It had been a long day. I had dropped off our kindergartener at school, rushed downtown for a court hearing, sailed back to my law office for a conference call, and put the finishing touches on material for the writing course I teach as an adjunct professor. I made it home in time for dinner and helped with homework afterward (which meant asking Google how to divide fractions, because who remembers those things?).
My husband and I worked side-by-side to get the essential household and parenting tasks done. He (a former chef) cooked dinner; I (who can barely manage toast) cleaned up; and we divided and conquered bath time and bedtime, finally getting our three kids to sleep with books and prayers and only a little bit of bribery.
I was finishing the last of the dishes, feeling fatigued and thinking about the work still to be done, when my husband smiled and said, “You’re awesome. You work so hard, and you’re such a great mom.”
With those words, my exhaustion lessened, and my heart lifted.
I knew his words were heartfelt, and they made the day seem just a little bit easier. Those words made me feel valued. Although no marriage is perfect, I believe these regular expressions of appreciation—exchanged regularly between us—are the glue that holds us together.
This is not just my experience—it’s backed by science. In the field of positive psychology, researchers have time and again determined that gratitude makes you happy. In fact, researchers at the University of California-Berkeley have concluded that expressing gratitude is vital to maintaining romantic relationships. The UC Berkeley researchers note that feeling appreciated by your partner promotes your own appreciate feelings toward your partner—meaning that appreciation begets appreciation, which helps us to maintain happy relationships.
For my husband and me, these expressions come easily. But even for couples who aren’t naturally vocal about their appreciation—or those for whom appreciation is buried under the minutiae of daily life—an intentional practice of outward appreciation can become a habit that will strengthen your marriage.
Here are some tips to build a grateful marriage:
1. Give thanks silently first.
First, notice your spouse. Acknowledge to yourself the little things he does that make your life easier or that make you smile; notice how hard he is working on the backyard landscaping or that new project at work. Think about your spouse’s character and what makes him a good person. Our brains are wired to have a negativity bias, meaning we are more likely to notice the bad qualities in others. When we intentionally focus on the positive intentions and abilities of others, we are more likely to see the good in them.
2. Give thanks to your spouse.
When you notice the good stuff, vocalize it. Tell your spouse that you appreciate it when she makes dinner, or that you think he’s a really great dad.

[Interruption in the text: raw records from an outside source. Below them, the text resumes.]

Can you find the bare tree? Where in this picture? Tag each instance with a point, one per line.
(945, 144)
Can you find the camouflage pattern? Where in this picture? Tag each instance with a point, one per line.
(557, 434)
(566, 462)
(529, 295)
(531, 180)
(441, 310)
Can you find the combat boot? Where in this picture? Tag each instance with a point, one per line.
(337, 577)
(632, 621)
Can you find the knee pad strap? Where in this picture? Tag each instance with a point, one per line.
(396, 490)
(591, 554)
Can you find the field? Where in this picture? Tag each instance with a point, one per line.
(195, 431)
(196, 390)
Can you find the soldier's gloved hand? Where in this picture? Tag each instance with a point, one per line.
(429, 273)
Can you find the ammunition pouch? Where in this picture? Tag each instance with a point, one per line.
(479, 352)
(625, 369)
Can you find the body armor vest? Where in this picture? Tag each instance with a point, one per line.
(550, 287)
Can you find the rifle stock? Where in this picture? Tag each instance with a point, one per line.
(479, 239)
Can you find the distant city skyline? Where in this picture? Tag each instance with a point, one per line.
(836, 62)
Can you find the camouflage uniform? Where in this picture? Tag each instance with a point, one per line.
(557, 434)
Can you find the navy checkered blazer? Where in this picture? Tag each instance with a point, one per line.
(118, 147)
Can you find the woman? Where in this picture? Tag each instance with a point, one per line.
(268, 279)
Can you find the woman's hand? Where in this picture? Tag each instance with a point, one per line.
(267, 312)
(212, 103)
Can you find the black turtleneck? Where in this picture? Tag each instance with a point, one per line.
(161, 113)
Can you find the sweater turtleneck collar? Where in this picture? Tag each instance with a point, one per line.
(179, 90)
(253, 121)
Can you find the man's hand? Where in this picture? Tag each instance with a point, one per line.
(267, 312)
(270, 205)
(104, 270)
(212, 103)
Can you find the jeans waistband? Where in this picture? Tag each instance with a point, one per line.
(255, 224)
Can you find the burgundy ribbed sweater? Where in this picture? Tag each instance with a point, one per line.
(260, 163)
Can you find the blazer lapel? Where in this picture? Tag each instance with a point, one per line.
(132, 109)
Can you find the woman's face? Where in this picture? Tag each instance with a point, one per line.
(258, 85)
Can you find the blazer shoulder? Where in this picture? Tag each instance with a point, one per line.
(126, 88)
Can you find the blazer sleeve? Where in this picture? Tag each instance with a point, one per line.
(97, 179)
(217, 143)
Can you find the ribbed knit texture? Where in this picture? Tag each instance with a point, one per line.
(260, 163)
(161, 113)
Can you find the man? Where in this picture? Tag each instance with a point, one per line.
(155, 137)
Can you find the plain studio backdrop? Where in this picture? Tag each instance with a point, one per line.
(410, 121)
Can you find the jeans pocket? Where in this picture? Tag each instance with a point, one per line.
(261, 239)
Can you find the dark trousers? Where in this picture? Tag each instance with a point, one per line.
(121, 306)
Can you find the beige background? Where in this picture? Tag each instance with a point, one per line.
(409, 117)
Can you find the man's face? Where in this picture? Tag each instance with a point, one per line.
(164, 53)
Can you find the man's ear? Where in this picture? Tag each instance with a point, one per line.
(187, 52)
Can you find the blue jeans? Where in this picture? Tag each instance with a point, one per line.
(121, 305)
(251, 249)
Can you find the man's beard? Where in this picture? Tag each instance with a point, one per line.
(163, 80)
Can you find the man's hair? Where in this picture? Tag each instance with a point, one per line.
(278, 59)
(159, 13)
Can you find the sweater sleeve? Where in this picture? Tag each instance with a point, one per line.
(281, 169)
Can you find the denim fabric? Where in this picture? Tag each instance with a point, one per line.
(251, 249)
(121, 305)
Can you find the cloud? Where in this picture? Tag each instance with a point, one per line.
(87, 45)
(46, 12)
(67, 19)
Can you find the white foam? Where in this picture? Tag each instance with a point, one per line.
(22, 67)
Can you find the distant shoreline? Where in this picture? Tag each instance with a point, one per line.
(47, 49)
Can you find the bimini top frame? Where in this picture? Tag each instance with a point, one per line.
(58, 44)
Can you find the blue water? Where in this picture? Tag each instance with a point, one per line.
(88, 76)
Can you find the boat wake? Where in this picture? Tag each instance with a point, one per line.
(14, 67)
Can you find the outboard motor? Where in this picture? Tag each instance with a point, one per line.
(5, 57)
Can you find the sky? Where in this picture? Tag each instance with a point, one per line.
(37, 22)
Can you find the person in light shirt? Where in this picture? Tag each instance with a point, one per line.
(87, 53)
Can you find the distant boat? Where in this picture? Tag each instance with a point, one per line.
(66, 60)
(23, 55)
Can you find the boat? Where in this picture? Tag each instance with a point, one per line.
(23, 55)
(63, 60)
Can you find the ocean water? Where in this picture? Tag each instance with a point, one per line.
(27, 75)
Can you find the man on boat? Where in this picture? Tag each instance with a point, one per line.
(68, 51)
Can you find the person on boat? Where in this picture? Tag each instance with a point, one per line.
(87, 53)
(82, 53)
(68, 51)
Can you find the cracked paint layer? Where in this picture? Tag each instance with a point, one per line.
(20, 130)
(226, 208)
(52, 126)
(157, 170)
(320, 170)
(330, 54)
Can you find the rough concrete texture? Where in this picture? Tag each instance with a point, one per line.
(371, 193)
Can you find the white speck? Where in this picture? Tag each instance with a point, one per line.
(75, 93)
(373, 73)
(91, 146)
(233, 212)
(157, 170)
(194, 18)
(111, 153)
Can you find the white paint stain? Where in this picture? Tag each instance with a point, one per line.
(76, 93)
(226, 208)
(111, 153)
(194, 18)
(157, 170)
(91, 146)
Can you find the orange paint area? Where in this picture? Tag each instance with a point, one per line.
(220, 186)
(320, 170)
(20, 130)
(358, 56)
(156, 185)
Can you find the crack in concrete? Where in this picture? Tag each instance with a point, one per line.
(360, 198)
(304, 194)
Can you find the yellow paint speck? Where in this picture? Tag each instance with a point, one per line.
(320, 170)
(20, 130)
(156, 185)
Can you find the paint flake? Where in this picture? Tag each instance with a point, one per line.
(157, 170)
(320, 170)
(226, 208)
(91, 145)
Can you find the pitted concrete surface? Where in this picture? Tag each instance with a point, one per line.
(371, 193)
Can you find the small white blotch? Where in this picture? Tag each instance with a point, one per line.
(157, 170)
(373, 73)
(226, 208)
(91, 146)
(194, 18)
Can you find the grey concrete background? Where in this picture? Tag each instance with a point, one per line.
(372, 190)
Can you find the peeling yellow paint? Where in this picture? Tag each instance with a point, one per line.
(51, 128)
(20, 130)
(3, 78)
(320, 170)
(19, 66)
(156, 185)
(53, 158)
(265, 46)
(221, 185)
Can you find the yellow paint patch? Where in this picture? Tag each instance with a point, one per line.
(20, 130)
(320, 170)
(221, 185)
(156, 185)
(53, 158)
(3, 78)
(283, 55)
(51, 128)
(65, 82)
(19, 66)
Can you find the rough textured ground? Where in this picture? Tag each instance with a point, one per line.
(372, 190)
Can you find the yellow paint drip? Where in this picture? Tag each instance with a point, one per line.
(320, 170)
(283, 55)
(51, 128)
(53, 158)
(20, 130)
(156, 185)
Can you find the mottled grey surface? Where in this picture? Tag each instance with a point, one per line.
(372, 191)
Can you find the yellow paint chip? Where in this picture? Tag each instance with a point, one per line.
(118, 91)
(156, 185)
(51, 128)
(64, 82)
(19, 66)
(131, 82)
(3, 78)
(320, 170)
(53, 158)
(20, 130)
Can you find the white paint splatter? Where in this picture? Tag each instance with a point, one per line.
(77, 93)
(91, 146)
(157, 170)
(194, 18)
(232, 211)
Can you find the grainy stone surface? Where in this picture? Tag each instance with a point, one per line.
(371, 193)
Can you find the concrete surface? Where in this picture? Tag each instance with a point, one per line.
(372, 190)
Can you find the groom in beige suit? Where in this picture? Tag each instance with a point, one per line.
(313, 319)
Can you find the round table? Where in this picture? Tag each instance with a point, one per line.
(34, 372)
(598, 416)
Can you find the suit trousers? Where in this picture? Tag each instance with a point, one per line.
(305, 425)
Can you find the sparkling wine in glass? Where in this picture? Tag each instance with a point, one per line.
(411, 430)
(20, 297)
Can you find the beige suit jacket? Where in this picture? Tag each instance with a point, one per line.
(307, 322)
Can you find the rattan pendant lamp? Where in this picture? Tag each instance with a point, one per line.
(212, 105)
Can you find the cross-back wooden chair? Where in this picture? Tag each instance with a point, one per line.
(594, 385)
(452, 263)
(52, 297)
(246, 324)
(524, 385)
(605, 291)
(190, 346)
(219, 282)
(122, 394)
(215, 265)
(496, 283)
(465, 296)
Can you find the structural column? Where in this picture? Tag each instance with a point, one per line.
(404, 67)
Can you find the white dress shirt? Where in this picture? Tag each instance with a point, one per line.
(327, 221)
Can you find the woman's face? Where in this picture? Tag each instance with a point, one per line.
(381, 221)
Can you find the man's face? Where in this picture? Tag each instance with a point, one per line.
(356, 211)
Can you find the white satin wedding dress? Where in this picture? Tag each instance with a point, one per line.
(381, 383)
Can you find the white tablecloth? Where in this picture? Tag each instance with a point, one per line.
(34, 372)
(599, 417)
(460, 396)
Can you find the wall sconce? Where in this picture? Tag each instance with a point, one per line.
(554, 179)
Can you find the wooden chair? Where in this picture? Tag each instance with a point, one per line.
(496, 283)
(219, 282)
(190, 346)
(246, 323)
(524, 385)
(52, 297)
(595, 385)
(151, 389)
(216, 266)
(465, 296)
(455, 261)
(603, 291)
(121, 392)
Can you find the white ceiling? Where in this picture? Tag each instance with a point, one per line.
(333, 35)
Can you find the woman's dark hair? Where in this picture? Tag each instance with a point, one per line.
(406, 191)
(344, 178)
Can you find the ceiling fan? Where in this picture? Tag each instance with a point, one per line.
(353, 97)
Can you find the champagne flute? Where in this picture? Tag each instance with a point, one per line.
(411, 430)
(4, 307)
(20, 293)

It doesn’t have to be a big production, but it must be sincere. Giving thanks also affirms your spouse’s best qualities; when you receive praise for something, you tend to continue that behavior.
3. Give thanks in front of your children.
When you express gratitude to your spouse, it helps strengthen your marriage. When you express gratitude for your spouse in front of your children, it strengthens the whole family unit. Children feel safe and secure in a family where they know that their parents respect one another, and expressions of gratitude set a good example of how to treat others. (My husband frequently tells our kids that they have a great mom, and I frequently tell the kids that they have a great dad. We are pretty sure we are right about this, and our kids follow our lead.) Conversely, disparaging remarks between parents—even if couched as jokes—can lead to insecurity, and it provides a poor example of the standard your children should expect in their own marriages someday.
4. Speak well of your spouse to others.
Early in our marriage, my husband came home from a guys’ night out and told me that he had spent the whole night talking to the guys about how great I am. That little bit of affirmation—the thought that my husband spoke highly of me to his friends—made me feel more loved and valued that almost anything else. Speaking well of your spouse to others (when your spouse is there, and when he is not) ensures that you remain focused on the positive, helps your spouse to feel valued, and strengthens your bond in the long run.
Giving thanks is an easy and rewarding habit to cultivate—and it can bring a happier, more stable marriage and family.